Cross-contamination is that a gluten-free food or food product becomes unusable for celiac patients by exposure to a gluten-containing substance or food. Cross-contamination can occur at home, in restaurants, and other food service places. There is a risk of cross contamination even before materials such as cultivation, processing and production processes reach the kitchen. Although it may seem difficult to deal with all possible sources of cross contamination at first, you can overcome this by questioning the reliability of the places where you buy food products or services.

Play Doughs
Did you know that wheat is usually used in game dough? Always use branded play dough or try making it yourself at home by searching on google. Paper adhesives and finger paints These include gluten. However, children can be exposed to gluten by bringing their hands to their mouths, even if they are not absorbed by the skin unless there is a deep wound. Although most of them are now made of synthetic materials, make sure that these materials are not gluten by questioning the seller on the website.

Tooth paste
Prefer gluten-free ones.

Hand Lotions, Lipsticks and Some Cosmetics
If gluten is not a deep wound, it is not absorbed by the skin, but some cosmetics can be dangerous when it comes in direct contact with the mouth. Look for “gluten free” in these products.
Materials used in pharmacy may contain gluten. Ask your doctor if the medicines you use contain gluten.
Shampoo, Hair Creams, Sun oils
Prefer gluten-free ones.
Cloth Cereal Bags
Those who are damaged may pose a speck of smear. Place the gluten and gluten free grains in different bags and make sure that the gluten free ones are always on the top shelf.
Dish Drying Cloths
For plates, forks, etc., where only gluten-free products are consumed, reserve a towel or choose a paper towel. Gluten cannot be sterilized, so gluten remaining in a sponge or dishcloth can be transferred to clean surfaces. If you wash your dishes manually, make sure to use fresh dish water because the gluten particles in the water can be transferred to clean dishes during rinsing.

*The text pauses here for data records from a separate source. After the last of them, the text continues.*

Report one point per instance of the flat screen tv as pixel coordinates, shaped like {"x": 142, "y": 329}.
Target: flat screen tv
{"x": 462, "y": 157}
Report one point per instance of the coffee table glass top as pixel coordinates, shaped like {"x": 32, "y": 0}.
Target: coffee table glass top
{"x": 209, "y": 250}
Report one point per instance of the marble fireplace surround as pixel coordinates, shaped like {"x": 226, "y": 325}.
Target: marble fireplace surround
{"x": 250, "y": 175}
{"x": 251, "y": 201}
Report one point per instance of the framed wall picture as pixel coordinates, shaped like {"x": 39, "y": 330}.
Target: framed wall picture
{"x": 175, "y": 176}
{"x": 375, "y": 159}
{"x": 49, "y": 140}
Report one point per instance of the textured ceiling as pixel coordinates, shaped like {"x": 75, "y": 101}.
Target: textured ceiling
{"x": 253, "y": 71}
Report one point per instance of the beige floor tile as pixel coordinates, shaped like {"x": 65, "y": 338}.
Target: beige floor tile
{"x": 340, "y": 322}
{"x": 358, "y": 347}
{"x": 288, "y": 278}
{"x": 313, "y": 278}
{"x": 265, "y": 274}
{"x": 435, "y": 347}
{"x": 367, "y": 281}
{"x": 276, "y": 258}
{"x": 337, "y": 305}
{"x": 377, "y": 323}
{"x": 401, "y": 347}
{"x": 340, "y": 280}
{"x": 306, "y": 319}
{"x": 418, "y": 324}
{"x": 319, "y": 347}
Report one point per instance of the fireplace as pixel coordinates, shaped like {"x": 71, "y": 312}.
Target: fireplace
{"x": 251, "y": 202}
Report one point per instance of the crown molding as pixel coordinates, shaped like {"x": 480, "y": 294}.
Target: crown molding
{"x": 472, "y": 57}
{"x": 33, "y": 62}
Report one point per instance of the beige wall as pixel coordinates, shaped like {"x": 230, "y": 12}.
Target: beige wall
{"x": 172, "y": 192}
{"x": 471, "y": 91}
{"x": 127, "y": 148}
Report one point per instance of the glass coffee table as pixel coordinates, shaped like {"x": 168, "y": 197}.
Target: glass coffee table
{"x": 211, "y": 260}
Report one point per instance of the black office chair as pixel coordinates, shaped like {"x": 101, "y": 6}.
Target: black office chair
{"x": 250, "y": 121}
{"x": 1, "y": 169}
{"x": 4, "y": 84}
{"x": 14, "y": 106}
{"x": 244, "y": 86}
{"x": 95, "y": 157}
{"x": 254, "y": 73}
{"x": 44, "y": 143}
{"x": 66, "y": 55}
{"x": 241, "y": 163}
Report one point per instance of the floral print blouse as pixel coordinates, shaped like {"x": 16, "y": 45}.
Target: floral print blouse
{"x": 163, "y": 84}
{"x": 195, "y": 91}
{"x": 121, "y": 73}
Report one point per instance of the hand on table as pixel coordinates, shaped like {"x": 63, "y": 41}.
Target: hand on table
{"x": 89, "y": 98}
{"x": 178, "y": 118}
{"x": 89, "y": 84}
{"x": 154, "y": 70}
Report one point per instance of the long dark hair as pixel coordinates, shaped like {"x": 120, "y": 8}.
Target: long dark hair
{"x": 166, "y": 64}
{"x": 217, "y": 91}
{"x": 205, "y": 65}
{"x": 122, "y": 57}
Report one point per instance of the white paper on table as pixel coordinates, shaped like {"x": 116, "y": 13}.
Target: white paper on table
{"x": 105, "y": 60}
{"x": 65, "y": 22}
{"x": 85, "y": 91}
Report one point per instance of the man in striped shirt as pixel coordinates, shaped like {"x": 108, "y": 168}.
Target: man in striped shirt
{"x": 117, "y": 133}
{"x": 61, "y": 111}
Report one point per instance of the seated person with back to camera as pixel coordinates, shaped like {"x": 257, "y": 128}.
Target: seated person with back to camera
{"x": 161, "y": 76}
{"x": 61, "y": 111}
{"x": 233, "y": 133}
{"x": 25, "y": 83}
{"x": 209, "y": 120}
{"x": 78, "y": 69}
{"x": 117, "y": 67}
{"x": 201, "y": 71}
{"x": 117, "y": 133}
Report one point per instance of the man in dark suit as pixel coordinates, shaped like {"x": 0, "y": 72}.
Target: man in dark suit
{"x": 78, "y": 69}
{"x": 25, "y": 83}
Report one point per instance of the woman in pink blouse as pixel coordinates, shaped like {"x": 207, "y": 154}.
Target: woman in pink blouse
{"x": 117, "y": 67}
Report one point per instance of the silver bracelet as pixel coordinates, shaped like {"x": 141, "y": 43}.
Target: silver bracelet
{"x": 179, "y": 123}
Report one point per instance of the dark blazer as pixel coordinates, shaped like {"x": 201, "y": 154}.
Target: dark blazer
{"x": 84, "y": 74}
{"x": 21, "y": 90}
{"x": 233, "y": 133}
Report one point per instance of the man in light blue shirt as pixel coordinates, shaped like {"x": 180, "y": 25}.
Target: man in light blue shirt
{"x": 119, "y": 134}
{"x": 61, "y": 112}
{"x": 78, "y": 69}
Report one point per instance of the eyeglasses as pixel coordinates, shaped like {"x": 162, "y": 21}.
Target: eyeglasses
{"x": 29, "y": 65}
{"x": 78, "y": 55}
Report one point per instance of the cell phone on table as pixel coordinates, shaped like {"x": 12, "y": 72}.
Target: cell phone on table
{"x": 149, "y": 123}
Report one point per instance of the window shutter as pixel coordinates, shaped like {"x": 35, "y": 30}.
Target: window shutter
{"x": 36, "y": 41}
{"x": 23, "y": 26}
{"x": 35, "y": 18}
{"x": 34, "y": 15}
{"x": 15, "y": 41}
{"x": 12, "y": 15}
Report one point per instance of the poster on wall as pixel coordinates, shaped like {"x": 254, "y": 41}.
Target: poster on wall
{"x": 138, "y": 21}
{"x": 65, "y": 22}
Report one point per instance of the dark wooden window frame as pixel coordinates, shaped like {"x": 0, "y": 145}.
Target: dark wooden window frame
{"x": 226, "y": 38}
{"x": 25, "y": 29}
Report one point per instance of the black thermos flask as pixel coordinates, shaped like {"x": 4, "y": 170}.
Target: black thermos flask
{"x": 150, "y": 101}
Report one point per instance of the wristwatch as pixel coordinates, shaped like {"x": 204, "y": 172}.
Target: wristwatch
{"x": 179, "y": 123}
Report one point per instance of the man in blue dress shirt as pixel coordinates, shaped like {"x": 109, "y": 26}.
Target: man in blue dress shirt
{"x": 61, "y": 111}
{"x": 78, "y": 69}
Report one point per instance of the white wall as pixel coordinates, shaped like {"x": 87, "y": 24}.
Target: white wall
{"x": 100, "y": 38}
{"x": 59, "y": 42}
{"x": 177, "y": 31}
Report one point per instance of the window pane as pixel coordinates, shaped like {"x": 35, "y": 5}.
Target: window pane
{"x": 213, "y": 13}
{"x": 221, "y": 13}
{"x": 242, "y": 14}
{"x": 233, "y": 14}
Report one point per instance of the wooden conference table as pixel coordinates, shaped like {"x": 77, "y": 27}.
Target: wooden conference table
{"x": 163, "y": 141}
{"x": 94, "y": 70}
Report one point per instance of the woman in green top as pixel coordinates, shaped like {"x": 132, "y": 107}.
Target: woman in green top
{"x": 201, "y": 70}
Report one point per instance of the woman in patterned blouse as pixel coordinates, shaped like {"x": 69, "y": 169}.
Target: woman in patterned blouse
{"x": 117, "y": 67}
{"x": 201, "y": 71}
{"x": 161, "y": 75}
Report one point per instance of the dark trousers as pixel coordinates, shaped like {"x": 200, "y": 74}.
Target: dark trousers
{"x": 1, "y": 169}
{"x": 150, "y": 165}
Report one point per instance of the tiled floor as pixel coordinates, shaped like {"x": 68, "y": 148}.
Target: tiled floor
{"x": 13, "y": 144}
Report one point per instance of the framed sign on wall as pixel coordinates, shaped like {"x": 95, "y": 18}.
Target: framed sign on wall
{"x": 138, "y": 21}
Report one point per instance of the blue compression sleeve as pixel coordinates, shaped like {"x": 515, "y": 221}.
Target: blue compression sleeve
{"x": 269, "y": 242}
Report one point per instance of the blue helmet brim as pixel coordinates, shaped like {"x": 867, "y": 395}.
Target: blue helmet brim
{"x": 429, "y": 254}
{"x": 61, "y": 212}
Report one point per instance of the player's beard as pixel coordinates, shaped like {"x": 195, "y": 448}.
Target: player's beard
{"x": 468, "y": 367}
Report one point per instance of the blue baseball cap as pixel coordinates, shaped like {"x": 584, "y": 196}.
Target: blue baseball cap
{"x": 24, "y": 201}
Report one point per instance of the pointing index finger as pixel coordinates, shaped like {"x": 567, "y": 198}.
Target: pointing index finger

Gluten is easy to smear from cutlery and cutting boards, especially in wooden ones. For gluten-free uses, separate a set of looks different from the others, and rinse the forks, spoons and knives thoroughly with hot soapy water after each use, preferably use a dishwasher.
Pots and pans
Use different tools for gluten-free product use. Cracks in plastic-like filter equipment may contain gluten. Change them.

Turbo ovens cause gluten to spread. Use soundproof furnaces and clean them well after each use.
As is known, toasters or toasters easily accommodate crumbs. Use different tools for gluten-free products.